What is Delta Lake in Azure Databricks?

Delta Lake is the optimized storage layer that provides the foundation for tables in a lakehouse on Databricks. Delta Lake is open source software that extends Parquet data files with a file-based transaction log for ACID transactions and scalable metadata handling. Delta Lake is fully compatible with Apache Spark APIs, and was developed for tight integration with Structured Streaming, allowing you to easily use a single copy of data for both batch and streaming operations and providing incremental processing at scale.
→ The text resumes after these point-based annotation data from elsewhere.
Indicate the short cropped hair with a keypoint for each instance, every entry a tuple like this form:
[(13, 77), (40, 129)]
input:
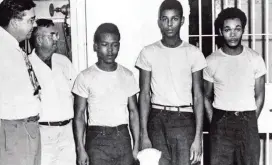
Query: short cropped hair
[(171, 5), (106, 28), (229, 13), (10, 9), (40, 23)]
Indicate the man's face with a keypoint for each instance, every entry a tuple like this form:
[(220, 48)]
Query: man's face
[(107, 48), (232, 32), (170, 22), (25, 25), (48, 39)]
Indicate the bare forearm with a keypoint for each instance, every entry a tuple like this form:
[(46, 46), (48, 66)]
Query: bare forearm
[(135, 127), (208, 108), (79, 129), (198, 110), (144, 111), (259, 103)]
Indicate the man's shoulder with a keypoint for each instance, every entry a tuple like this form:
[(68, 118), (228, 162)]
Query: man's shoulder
[(61, 58), (151, 47), (125, 70), (90, 70), (251, 53)]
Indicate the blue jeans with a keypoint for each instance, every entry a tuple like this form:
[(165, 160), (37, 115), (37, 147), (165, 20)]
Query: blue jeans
[(109, 145), (173, 134), (20, 142), (234, 138)]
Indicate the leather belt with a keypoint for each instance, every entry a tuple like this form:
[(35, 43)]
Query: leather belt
[(56, 123), (107, 128), (236, 113), (29, 119), (182, 108)]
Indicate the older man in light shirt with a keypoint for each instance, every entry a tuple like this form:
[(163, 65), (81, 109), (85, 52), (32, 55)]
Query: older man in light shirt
[(56, 76), (19, 98)]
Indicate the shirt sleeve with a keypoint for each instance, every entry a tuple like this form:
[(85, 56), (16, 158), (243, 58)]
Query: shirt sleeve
[(142, 61), (133, 87), (260, 68), (80, 88), (208, 71), (199, 61)]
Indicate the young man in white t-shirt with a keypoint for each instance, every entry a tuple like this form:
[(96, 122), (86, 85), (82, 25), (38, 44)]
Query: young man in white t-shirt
[(110, 91), (234, 94), (171, 70)]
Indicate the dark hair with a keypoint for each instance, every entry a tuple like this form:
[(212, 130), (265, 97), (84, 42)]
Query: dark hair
[(10, 9), (106, 28), (40, 23), (229, 13), (171, 4)]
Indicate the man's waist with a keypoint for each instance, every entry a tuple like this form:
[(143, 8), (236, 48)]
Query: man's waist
[(179, 108), (234, 112), (107, 128), (27, 119), (55, 123)]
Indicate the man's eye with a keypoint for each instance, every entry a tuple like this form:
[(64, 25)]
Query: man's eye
[(176, 18)]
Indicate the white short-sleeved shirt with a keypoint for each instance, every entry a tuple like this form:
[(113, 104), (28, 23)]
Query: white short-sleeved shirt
[(172, 68), (56, 83), (17, 100), (234, 78), (107, 94)]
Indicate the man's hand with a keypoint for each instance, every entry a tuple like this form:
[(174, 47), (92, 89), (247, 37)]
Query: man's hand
[(196, 151), (135, 153), (82, 158), (145, 142)]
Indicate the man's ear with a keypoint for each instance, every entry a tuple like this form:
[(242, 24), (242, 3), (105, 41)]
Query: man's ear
[(159, 22), (182, 19), (95, 47), (39, 40), (220, 32), (13, 23)]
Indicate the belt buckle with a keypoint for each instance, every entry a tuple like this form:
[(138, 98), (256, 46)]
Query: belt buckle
[(236, 113)]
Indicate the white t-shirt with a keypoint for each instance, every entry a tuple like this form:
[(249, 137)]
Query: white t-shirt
[(17, 100), (171, 68), (234, 79), (107, 94), (56, 83)]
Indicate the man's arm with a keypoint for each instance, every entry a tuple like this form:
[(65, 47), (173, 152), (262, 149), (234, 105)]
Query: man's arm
[(208, 99), (144, 99), (79, 127), (196, 148), (134, 123), (259, 94)]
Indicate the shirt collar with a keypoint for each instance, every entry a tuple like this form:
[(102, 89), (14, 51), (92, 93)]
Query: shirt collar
[(9, 39)]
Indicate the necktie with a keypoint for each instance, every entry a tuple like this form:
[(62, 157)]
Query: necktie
[(32, 76)]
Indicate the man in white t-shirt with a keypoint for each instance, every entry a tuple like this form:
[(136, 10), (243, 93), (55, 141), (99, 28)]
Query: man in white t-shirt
[(234, 94), (56, 75), (173, 70), (110, 91)]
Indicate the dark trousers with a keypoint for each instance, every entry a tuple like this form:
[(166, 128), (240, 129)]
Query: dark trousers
[(172, 133), (234, 138), (20, 142), (109, 145)]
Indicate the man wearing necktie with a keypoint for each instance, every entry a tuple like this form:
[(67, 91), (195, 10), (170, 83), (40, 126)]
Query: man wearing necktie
[(20, 90)]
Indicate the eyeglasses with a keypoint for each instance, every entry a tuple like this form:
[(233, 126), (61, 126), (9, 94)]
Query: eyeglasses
[(53, 35)]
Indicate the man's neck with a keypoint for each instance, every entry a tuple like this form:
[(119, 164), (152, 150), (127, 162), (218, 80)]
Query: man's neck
[(171, 42), (42, 55), (12, 33), (107, 67), (232, 51)]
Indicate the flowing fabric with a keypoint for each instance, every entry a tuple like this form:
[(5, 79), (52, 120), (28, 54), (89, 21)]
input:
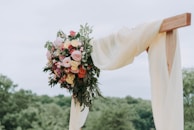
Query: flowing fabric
[(119, 49), (167, 92), (78, 115)]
Delta Lake is the default format for all operations on Azure Databricks. Unless otherwise specified, all tables on Azure Databricks are Delta Lake tables. Databricks originally developed the Delta Lake protocol and continues to actively contribute to the open source project. Many of the optimizations and products in the Databricks platform build upon the guarantees provided by Apache Spark and Delta Lake. For information on optimizations on Azure Databricks, see Optimization recommendations on Azure Databricks.

For reference information on Delta Lake SQL commands, see Delta Lake statements.

The Delta Lake transaction log has a well-defined open protocol that can be used by any system to read the log. See Delta Transaction Log Protocol.

Getting started with Delta Lake

All tables on Azure Databricks are Delta Lake tables by default. Whether you're using Apache Spark DataFrames or SQL, you get all the benefits of Delta Lake just by saving your data to the lakehouse with default settings.

For examples of basic Delta Lake operations such as creating tables, reading, writing, and updating data, see Tutorial: Create and manage Delta Lake tables.

For Databricks recommendations and best practices on using Delta Lake, see Best practices: Delta Lake.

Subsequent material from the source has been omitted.